ACB loses out as Fitch reports negative outlook

Jul 4th at 13:27
04-07-2013 13:27:37+07:00

ACB loses out as Fitch reports negative outlook

The global rating agency Fitch Ratings affirmed a stable outlook for three Vietnamese banks and a negative status for one, it said in a press release on Tuesday.

 

Banks for Agriculture and Rural Development (Agribank), Vietnam Joint-Stock Commercial Bank for Industry and Trade (Vietinbank) and Saigon Thuong Tin Commercial Joint Stock Bank (Sacombank) received a stable outlook while a negative outlook is given to Asia Commercial Bank (ACB).

Though Fitch Ratings gives all four banks "B" for long-term issuer default ratings, a different outlook is set.

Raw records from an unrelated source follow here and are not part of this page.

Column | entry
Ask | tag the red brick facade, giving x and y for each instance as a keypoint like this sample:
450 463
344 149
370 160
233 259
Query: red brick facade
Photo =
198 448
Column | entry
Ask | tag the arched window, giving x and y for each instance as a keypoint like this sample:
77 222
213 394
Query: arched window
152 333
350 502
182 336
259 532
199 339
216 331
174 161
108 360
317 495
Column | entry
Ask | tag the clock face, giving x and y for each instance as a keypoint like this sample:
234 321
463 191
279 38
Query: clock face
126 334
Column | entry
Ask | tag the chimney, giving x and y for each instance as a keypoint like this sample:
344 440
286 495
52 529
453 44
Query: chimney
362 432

Under Fitch Ratings definition, "B" ratings indicate significant credit risk and a limited margin of safety; financial commitments are currently being met, however capacity for continued payment is contingent upon a sustained, favourable business and economic environment.

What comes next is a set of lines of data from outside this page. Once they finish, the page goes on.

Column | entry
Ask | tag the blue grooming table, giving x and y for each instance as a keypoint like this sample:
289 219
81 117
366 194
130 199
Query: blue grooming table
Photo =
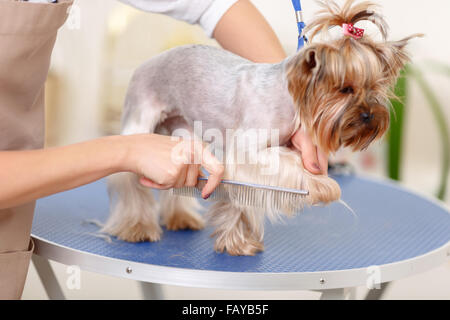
393 233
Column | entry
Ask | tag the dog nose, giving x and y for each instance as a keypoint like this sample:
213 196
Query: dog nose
366 117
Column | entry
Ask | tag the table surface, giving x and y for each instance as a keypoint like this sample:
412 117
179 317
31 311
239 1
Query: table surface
389 225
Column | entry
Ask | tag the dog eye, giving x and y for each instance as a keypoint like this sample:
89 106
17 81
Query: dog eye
347 90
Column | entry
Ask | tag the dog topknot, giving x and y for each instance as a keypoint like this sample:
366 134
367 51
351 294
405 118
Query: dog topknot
332 15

The agency, whose rating actions have been taken in conjunction with periodic review on Vietnamese banks, also affirmed Vietinbank's outstanding senior notes due 2017 at a good recovery rating.

Ratings for Agribank and Vietinbank reflect Fitch's expectation of likely state support as both banks are among those most systemically important to the domestic economy while ACB is given a negative outlook because of a further potential impairment burden on its financial profile from exposure to six companies where Nguyen Duc Kien was either chairman or a member of the board of management, with one of the companies reportedly under external investigation following Kien's arrest in August 2012. In addition, losses may also arise from ACB's deposit placements at Vietinbank (another 6 per cent of core equity), the outcome of which is pending legal proceedings.

Meanwhile, the stable outlook on Sacombank incorporates its lower reported exposure to companies related to the former chairman, to 7 per cent of core equity from an initial 21 per cent. Residual bond and investment exposures to its former securities subsidiary fell to a reported 5 per cent of core equity, after setting aside more provisions over 2011-2012.